Carotid-femoral PWV (β=1·66 (CI: 0·97 – 2·3), p< 0·0001) and carotid IMT (β=1·1 (CI: 0·42 – 1·7), p=0·001) were associated with WMH volume, although the latter of these was attributable to age and sex (p after adjustment=0·08).
Brachial FMD and time to achieve maximal dilation, were both associated with WMH volume such that attenuated dilation and an increased time to achieve maximum dilation were associated with higher WMH volume. (β= -0·19 (CI: -0·37– (-0·003)), p=0·05 and 0·9 (CI: 0·4 – 1·4), p=0·001 respectively). However, only time to achieve maximum dilation bore adjustment for age, sex (Adjusted β=0·65 (CI: 0·2 – 1·1, p=0·004).
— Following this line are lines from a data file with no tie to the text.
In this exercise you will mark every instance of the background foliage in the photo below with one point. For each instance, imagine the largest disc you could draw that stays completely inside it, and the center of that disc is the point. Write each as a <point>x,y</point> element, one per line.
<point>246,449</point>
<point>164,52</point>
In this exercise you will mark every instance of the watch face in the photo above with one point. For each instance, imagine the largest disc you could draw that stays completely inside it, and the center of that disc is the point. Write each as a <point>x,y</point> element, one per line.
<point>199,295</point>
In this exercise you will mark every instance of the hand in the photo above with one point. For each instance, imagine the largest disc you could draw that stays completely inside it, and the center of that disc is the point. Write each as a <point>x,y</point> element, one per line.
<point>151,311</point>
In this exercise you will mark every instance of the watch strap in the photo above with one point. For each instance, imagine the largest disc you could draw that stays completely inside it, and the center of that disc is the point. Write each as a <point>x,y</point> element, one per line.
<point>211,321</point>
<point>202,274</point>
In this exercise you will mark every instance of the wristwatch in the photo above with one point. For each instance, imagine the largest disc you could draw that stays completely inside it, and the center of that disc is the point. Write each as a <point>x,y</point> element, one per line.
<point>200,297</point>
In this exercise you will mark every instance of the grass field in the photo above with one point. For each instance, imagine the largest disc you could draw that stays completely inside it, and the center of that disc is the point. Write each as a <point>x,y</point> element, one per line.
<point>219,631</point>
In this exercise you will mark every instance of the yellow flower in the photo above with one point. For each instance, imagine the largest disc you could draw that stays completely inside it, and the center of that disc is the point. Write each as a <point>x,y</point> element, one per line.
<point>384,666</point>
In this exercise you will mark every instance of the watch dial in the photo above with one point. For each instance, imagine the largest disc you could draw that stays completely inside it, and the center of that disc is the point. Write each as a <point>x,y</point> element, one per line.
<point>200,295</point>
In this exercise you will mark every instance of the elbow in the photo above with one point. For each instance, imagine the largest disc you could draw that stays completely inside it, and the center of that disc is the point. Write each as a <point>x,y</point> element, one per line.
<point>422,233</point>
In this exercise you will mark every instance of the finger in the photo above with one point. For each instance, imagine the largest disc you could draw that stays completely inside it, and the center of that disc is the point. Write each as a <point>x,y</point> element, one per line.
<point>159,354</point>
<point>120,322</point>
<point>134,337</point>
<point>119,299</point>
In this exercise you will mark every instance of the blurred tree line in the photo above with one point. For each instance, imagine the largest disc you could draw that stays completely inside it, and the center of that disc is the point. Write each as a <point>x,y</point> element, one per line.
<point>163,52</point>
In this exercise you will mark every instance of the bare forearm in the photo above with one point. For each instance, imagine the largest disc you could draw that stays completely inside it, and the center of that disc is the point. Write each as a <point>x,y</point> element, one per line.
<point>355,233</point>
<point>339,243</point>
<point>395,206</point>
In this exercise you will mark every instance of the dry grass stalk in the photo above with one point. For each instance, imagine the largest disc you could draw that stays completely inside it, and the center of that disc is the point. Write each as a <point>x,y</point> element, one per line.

Similarly, and after adjustment for age and sex, a longer time to achieve microvascular peak PORH was associated with a higher WMH volume (Beta regression coefficient after adjustment = 0·3 (CI: 0·03 – 0·6), p=0·03). This was also independent of central MAP β=0·35 (CI: 0·08 – 0·63; p=0·012). No other measure of microvascular function or endothelial independent response predicted WMH volume (Table 3).
Table 3. Regression analysis of vascular measurements as predictors of WMH volume (unadjusted and adjusted to age and sex).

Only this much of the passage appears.